Vector Search
The process of finding the most similar vectors in a vector database to a given query vector. It enables retrieving semantically similar content at scale.
Why It Matters
Vector search is the core technology behind modern semantic search, RAG, and recommendation systems. Its speed and accuracy determine the quality of AI-powered retrieval.
Example
Searching for product images similar to a query image by comparing their vector representations — finding visually similar items in a catalog of millions.
Think of it like...
Like a bloodhound following a scent — instead of matching exact keywords, it follows the 'scent' of meaning to find the most relevant results.
Related Terms
Vector Database
A specialized database designed to store, index, and search high-dimensional vector embeddings efficiently.
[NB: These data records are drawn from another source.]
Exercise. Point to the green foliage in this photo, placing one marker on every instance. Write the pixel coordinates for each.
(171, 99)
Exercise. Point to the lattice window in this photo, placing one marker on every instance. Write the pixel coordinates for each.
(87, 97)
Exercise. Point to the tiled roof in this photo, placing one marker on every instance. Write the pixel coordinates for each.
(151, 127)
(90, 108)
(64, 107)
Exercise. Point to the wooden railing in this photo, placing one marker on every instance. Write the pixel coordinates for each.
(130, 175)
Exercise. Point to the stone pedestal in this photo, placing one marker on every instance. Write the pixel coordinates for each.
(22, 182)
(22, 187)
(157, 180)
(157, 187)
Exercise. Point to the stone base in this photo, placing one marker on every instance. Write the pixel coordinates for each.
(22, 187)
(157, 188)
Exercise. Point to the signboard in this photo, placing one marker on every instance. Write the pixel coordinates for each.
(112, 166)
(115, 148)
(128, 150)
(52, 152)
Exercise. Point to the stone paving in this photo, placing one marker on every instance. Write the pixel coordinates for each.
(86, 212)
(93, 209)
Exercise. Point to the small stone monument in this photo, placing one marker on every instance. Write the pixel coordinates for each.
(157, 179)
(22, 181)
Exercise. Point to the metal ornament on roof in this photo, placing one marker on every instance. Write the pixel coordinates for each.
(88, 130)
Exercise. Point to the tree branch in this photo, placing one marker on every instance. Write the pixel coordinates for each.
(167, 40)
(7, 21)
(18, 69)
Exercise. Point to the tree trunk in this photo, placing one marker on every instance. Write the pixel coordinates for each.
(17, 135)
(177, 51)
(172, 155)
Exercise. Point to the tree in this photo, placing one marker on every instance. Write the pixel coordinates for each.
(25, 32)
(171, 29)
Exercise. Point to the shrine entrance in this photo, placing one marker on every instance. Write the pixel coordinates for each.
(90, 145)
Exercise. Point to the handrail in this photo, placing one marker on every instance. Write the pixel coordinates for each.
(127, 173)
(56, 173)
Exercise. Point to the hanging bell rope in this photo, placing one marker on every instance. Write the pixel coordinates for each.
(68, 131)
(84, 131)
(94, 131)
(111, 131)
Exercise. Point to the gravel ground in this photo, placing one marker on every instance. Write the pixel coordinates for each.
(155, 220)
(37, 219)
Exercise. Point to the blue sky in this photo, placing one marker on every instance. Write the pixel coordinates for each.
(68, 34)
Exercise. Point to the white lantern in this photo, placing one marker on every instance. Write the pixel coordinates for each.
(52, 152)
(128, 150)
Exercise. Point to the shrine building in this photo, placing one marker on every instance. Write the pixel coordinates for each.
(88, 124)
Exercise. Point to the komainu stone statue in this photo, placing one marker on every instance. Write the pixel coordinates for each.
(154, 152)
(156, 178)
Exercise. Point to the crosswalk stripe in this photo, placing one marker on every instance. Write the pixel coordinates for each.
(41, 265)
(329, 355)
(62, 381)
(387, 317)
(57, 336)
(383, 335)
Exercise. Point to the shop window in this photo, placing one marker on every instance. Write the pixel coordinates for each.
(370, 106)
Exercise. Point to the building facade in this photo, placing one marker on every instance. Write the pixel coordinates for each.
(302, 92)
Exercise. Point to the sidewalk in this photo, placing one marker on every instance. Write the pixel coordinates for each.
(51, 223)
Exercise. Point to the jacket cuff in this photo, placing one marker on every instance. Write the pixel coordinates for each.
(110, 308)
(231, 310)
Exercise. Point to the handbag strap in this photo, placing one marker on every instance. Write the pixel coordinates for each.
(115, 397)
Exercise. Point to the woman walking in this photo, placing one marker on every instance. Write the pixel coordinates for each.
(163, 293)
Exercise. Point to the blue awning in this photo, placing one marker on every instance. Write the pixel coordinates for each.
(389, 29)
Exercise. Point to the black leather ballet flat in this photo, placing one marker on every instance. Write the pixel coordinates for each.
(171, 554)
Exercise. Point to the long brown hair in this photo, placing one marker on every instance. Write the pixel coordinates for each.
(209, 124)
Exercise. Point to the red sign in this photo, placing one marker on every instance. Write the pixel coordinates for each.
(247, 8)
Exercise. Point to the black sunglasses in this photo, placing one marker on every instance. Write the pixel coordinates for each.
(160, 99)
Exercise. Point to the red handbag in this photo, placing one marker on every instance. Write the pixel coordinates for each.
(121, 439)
It enables fast similarity searches across millions or billions of vectors.
Semantic Search
Search that understands the meaning and intent behind a query rather than just matching keywords. It uses embeddings to find results that are conceptually related even if they use different words.
Embedding
A numerical representation of data (text, images, etc.) as a vector of numbers in a high-dimensional space. Similar items are placed closer together in this space, enabling machines to understand semantic relationships.
Approximate Nearest Neighbor
An algorithm that finds vectors approximately closest to a query vector, trading perfect accuracy for dramatic speed improvements. ANN makes vector search practical at scale.
Cosine Similarity
A metric that measures the similarity between two vectors by calculating the cosine of the angle between them. Values range from -1 (opposite) to 1 (identical), with 0 meaning unrelated.